Elles l’ont fait. Après trois finales perdues, les Lionnes indomptables du Cameroun ont enfin décroché le trophée continental. Dimanche 16 août 2026 à Rabat, les Camerounaises ont dominé le Malawi sur le score de 3-0 en finale de la Coupe d’Afrique des nations féminine Maroc 2026, offrant au Cameroun son tout premier sacre dans cette compétition.
Cette victoire est d’autant plus retentissante que le Cameroun n’abordait pas cette édition avec le statut de grand favori. La sélection avait été intégrée à la compétition dans le contexte de l’élargissement du tournoi à 16 équipes, une situation qui lui avait permis de participer à la CAN alors qu’elle n’avait pas obtenu sa qualification sur le terrain lors des éliminatoires.
Mais une fois arrivées au Maroc, les Lionnes ont montré un tout autre visage. Déterminées, disciplinées et techniquement au point, elles ont progressivement imposé leur loi dans la compétition. Leur parcours a notamment été marqué par une victoire spectaculaire face au Nigeria, géant du football féminin africain, en quarts de finale, avant de venir à bout du pays hôte, le Maroc, en demi-finale.
Une équipe transformée
Derrière ce parcours historique, il y a une véritable transformation collective. Les Lionnes ont affiché une maîtrise tactique, une solidité défensive et une efficacité offensive qui ont surpris les observateurs.
Cette métamorphose porte notamment la signature de Valentine Nguele, nommée sélectionneuse quelques semaines seulement avant le tournoi.

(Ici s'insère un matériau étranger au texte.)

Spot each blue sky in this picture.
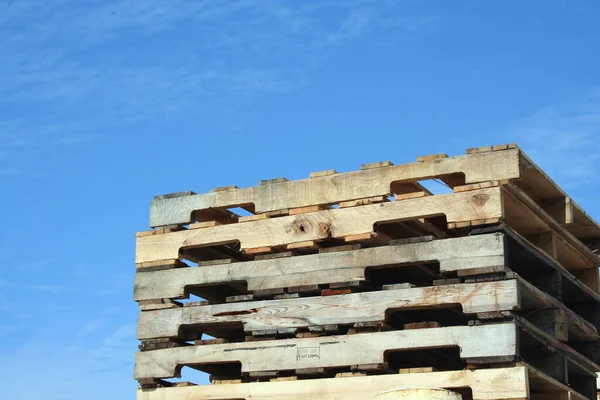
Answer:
[0,0,600,400]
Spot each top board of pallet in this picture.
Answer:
[150,144,600,238]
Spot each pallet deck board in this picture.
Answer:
[138,280,520,340]
[135,323,516,379]
[136,188,502,263]
[136,186,600,280]
[134,233,505,301]
[137,365,585,400]
[150,150,519,227]
[150,145,600,246]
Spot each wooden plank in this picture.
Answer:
[134,233,505,301]
[503,185,600,270]
[137,366,528,400]
[136,188,502,263]
[515,152,600,239]
[150,149,520,227]
[137,280,520,339]
[135,323,518,379]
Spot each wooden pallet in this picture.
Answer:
[134,227,600,316]
[135,320,600,396]
[138,277,598,342]
[136,186,600,291]
[150,145,600,250]
[137,363,588,400]
[138,277,600,362]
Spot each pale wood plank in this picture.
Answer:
[137,366,528,400]
[136,188,502,263]
[134,323,518,379]
[134,233,504,301]
[137,280,520,340]
[150,149,520,227]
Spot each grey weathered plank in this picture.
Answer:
[138,279,520,340]
[136,187,503,264]
[137,366,536,400]
[135,323,518,379]
[150,149,520,227]
[134,233,505,301]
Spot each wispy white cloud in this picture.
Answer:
[506,90,600,215]
[0,0,435,176]
[511,91,600,188]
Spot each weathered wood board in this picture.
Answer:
[138,279,520,339]
[150,145,600,249]
[136,187,503,263]
[138,278,598,348]
[135,323,518,379]
[150,149,520,227]
[134,233,505,301]
[137,366,585,400]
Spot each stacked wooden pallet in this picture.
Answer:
[134,145,600,400]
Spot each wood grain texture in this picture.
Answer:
[134,233,504,301]
[134,323,518,379]
[137,366,536,400]
[137,280,520,340]
[150,149,520,227]
[136,188,503,263]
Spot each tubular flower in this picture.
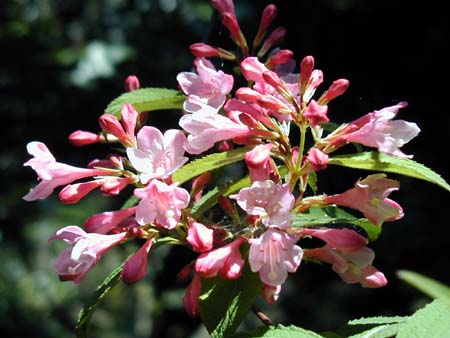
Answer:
[127,126,188,184]
[324,174,403,225]
[177,57,234,113]
[23,141,111,201]
[49,225,127,284]
[134,180,189,229]
[248,228,303,287]
[230,180,295,229]
[195,238,245,279]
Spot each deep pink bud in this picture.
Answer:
[186,221,213,252]
[318,79,350,105]
[84,207,137,234]
[120,238,153,285]
[58,180,102,204]
[125,75,141,92]
[69,130,104,147]
[189,42,219,57]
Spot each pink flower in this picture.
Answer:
[183,272,202,317]
[49,225,127,284]
[195,238,245,279]
[23,142,111,201]
[230,180,295,229]
[177,57,234,113]
[305,244,387,288]
[186,221,214,252]
[84,207,137,234]
[127,126,188,184]
[303,100,330,127]
[324,174,403,225]
[120,238,153,285]
[245,143,276,182]
[248,228,303,287]
[179,113,250,154]
[306,148,328,171]
[134,180,189,229]
[331,102,420,158]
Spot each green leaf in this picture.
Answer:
[230,325,324,338]
[172,147,250,184]
[76,264,123,338]
[396,300,450,338]
[199,264,262,338]
[397,270,450,306]
[328,152,450,191]
[291,206,382,241]
[105,88,186,117]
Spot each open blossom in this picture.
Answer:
[177,57,234,113]
[230,180,295,229]
[49,225,127,283]
[23,141,111,201]
[134,180,189,229]
[305,244,387,288]
[127,126,188,184]
[248,228,303,287]
[330,102,420,158]
[179,112,250,154]
[195,238,245,279]
[324,174,403,225]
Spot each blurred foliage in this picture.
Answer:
[0,0,450,338]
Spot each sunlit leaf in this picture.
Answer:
[105,88,186,117]
[328,152,450,191]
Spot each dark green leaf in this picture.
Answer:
[76,264,123,338]
[328,152,450,191]
[292,206,382,241]
[172,147,250,184]
[199,264,262,338]
[105,88,186,117]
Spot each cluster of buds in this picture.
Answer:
[24,0,420,316]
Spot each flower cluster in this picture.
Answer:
[24,0,420,316]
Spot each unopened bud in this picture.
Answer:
[69,130,104,147]
[125,75,141,92]
[317,79,350,105]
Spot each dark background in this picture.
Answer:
[0,0,450,338]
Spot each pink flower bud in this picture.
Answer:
[189,42,219,57]
[69,130,104,147]
[186,221,213,252]
[195,238,245,279]
[84,207,137,234]
[125,75,141,92]
[120,238,153,285]
[318,79,350,105]
[98,114,132,146]
[58,180,102,204]
[306,148,328,171]
[183,273,202,317]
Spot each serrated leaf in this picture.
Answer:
[229,325,324,338]
[397,270,450,305]
[76,264,123,338]
[199,264,262,338]
[172,147,250,184]
[105,88,186,117]
[291,206,382,241]
[348,316,409,325]
[396,300,450,338]
[328,152,450,191]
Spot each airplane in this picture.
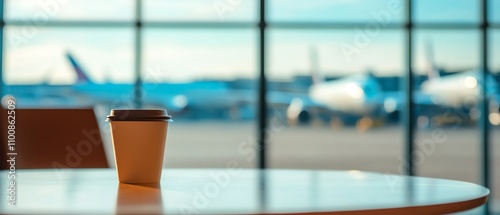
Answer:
[421,40,499,108]
[287,42,500,130]
[287,47,392,130]
[66,52,255,118]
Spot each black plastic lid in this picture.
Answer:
[107,109,172,122]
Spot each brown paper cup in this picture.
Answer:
[108,110,170,184]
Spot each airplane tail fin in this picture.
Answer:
[309,46,324,85]
[425,40,440,80]
[66,52,93,84]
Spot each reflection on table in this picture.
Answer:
[0,168,489,214]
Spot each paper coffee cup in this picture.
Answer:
[107,109,172,184]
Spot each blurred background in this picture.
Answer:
[1,0,500,212]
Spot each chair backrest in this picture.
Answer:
[0,109,109,169]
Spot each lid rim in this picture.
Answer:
[106,109,172,121]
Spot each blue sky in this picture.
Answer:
[4,0,500,84]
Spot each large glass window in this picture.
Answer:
[268,29,404,174]
[1,0,500,211]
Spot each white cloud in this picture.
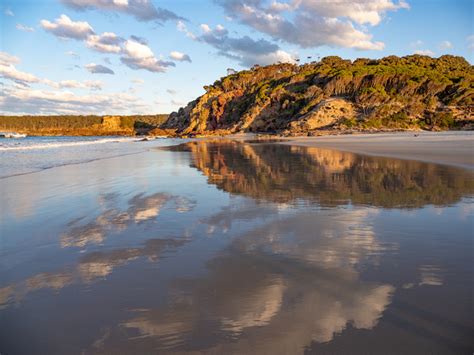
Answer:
[438,41,453,51]
[86,63,115,75]
[15,23,35,32]
[413,49,435,57]
[86,32,123,53]
[410,39,425,48]
[0,64,40,84]
[61,0,183,22]
[217,0,408,50]
[0,52,103,90]
[0,88,149,114]
[42,79,104,90]
[132,78,145,85]
[65,51,80,58]
[0,52,20,65]
[120,39,175,73]
[170,51,191,63]
[299,0,410,26]
[176,21,196,39]
[40,14,94,40]
[196,24,295,67]
[41,15,174,74]
[466,35,474,50]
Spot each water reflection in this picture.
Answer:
[115,202,397,354]
[0,141,474,354]
[168,140,474,208]
[61,193,194,248]
[0,239,186,309]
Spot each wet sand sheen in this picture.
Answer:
[283,132,474,169]
[0,140,474,354]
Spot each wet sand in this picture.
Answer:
[282,132,474,169]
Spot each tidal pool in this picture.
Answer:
[0,140,474,354]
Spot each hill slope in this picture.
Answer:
[162,55,474,134]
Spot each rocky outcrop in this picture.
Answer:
[162,55,474,135]
[290,99,356,132]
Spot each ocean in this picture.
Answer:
[0,136,181,178]
[0,137,474,355]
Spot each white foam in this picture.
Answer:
[0,137,136,151]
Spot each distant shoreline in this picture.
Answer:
[279,131,474,170]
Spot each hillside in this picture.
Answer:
[166,139,474,208]
[0,115,168,136]
[162,55,474,135]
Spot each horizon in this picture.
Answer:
[0,0,474,116]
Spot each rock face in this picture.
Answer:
[162,55,474,134]
[290,99,356,131]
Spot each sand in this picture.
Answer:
[280,132,474,170]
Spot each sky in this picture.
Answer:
[0,0,474,115]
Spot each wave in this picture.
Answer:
[0,137,138,151]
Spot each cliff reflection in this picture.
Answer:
[60,193,194,248]
[117,202,398,354]
[0,239,187,309]
[169,140,474,208]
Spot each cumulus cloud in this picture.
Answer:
[466,35,474,50]
[61,0,183,22]
[0,64,40,84]
[40,14,94,40]
[0,87,147,114]
[0,52,20,65]
[216,0,408,50]
[120,39,175,73]
[41,15,176,74]
[170,51,191,63]
[42,79,103,90]
[176,21,196,39]
[86,63,115,75]
[15,23,35,32]
[413,49,435,57]
[132,78,145,85]
[65,51,80,58]
[86,32,123,53]
[196,24,294,67]
[438,41,453,51]
[0,52,40,85]
[0,52,103,90]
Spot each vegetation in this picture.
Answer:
[0,114,168,135]
[168,140,474,208]
[162,55,474,134]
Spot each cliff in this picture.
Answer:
[162,55,474,135]
[0,115,168,136]
[166,139,474,208]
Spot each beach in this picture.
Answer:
[282,131,474,169]
[0,134,474,354]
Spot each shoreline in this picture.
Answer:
[278,131,474,170]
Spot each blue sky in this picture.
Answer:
[0,0,474,114]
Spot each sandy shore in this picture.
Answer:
[281,132,474,169]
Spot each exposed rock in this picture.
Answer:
[162,55,474,136]
[290,99,356,131]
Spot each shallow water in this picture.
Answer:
[0,141,474,354]
[0,136,180,179]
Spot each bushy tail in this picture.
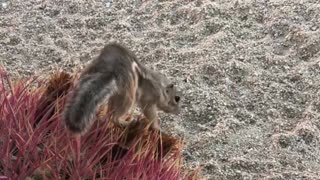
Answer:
[63,74,117,134]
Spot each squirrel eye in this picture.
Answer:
[174,96,180,103]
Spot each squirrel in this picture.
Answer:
[63,43,181,135]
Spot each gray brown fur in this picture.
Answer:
[63,43,180,134]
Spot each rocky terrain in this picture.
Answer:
[0,0,320,180]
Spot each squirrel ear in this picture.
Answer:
[167,83,174,89]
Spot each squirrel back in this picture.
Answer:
[63,43,180,134]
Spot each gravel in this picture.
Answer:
[0,0,320,180]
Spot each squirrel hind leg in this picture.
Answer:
[108,91,135,127]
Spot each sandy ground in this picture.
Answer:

Ancienne gardienne de but et première femme à diriger la sélection nationale féminine du Cameroun, elle a réussi à insuffler une nouvelle dynamique au groupe.
Son management, basé sur la participation, l’engagement et la proximité avec les joueuses, a contribué à créer un collectif soudé. Une approche que l’on pourrait qualifier de management au féminin : exigeante sur le terrain, mais également fondée sur l’écoute, la confiance et la solidarité.

En quelques semaines, Valentine Nguele a donc réussi à transformer une équipe qui arrivait au Maroc sans grandes certitudes en une véritable machine collective capable de renverser les pronostics.
Michaely Bihina, le dernier rempart
Dans cette épopée, la performance de la gardienne Michaely Bihina mérite également une mention particulière. Impériale dans les moments décisifs, elle a joué un rôle majeur dans le parcours des Lionnes.
Face au Nigeria, elle s’est notamment illustrée avec neuf arrêts, avant de récidiver contre le Maroc en demi-finale, où elle a encore réalisé plusieurs interventions importantes, notamment lors de la séance de tirs au but. En finale, elle a conservé sa cage inviolée.

Ses performances lui ont valu le Gant d’or de la compétition, une récompense qui vient confirmer son importance dans le sacre camerounais. En six rencontres, elle n’a encaissé que deux buts.
Marie Ngah et les autres héroïnes
Sur le front de l’attaque, Marie Gisèle Ngah a également marqué cette finale de son empreinte en inscrivant un doublé. Le Cameroun a ainsi rapidement pris le contrôle de la rencontre avant de confirmer sa supériorité jusqu’au coup de sifflet final.
Au milieu de terrain, Monique Ngock, désignée meilleure joueuse de la compétition, a elle aussi été l’une des grandes artisans de ce sacre. Son histoire est particulièrement symbolique : encore adolescente lors de la finale perdue par le Cameroun en 2016, elle avait alors promis de revenir un jour chercher le trophée. Dix ans plus tard, son rêve est devenu réalité.

D’une équipe repêchée à championne d’Afrique
Le parcours des Lionnes constitue finalement l’une des plus belles histoires de cette CAN féminine 2026.
Invitées à prendre part à la compétition dans le cadre de son élargissement, peu de spécialistes imaginaient le Cameroun aller jusqu’au bout. Mais les Camerounaises ont progressivement fait taire les pronostics.
Elles ont terminé en tête de leur groupe, éliminé le Nigeria, renversé le Maroc devant son public et finalement dominé le Malawi en finale. Un parcours qui illustre une nouvelle fois cette capacité des sélections camerounaises à se transcender lorsque les grands rendez-vous arrivent.
Avec ce premier titre continental, les Lionnes indomptables entrent définitivement dans l’histoire. Le Cameroun devient seulement le quatrième pays à remporter la CAN féminine, après le Nigeria, la Guinée équatoriale et l’Afrique du Sud.
De l’incertitude du départ au triomphe final, les Lionnes ont offert au football camerounais une leçon de résilience : parfois, les plus grandes histoires commencent lorsque personne ne vous attend.
Le Cameroun est désormais champion d’Afrique. Et cette fois, ce sont les Lionnes qui rugissent au sommet du continent.